Let me first clean up the notation in your proof. I am used to writing random variables as capital bold letters so they're easily distinguishable from non-random quantities. I don't insist on that convention, but it is important to distinguish a random variable from a possible value it can have. In particular, it makes no sense to integrate with respect to a random variable!

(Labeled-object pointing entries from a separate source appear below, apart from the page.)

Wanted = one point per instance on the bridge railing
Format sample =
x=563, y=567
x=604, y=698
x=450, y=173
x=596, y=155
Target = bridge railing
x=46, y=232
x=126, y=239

Here, we can use the law of total probability for continuous random variables: $$ \mathbb P(A) = \int_{-\infty}^\infty \mathbb P(A \mid \mathbf X = x) f_{\mathbf X}(x) \,dx. $$ In this problem $A$ will be the event $\mathbf Y \le \varepsilon$ and $\mathbf X$ will be $\mathbf X_2$. We should assume that $\mathbf X_2$ can never take on negative values, or else the bound in the question can't possibly hold; therefore it is okay to integrate from $0$ to $\infty$ instead. This gives us $$ \mathbb P(\mathbf Y \le \varepsilon) = \int_0^\infty \mathbb{P}(\mathbf Y \leq \varepsilon \mid \mathbf X_2 = x_2) f(x_2) \,dx_2. $$ Using the inequality $\mathbb{P}(\mathbf Y \leq \varepsilon \mid \mathbf X_2 = x_2) \leq \frac{\alpha}{x_2}$, we get the final bound you wanted.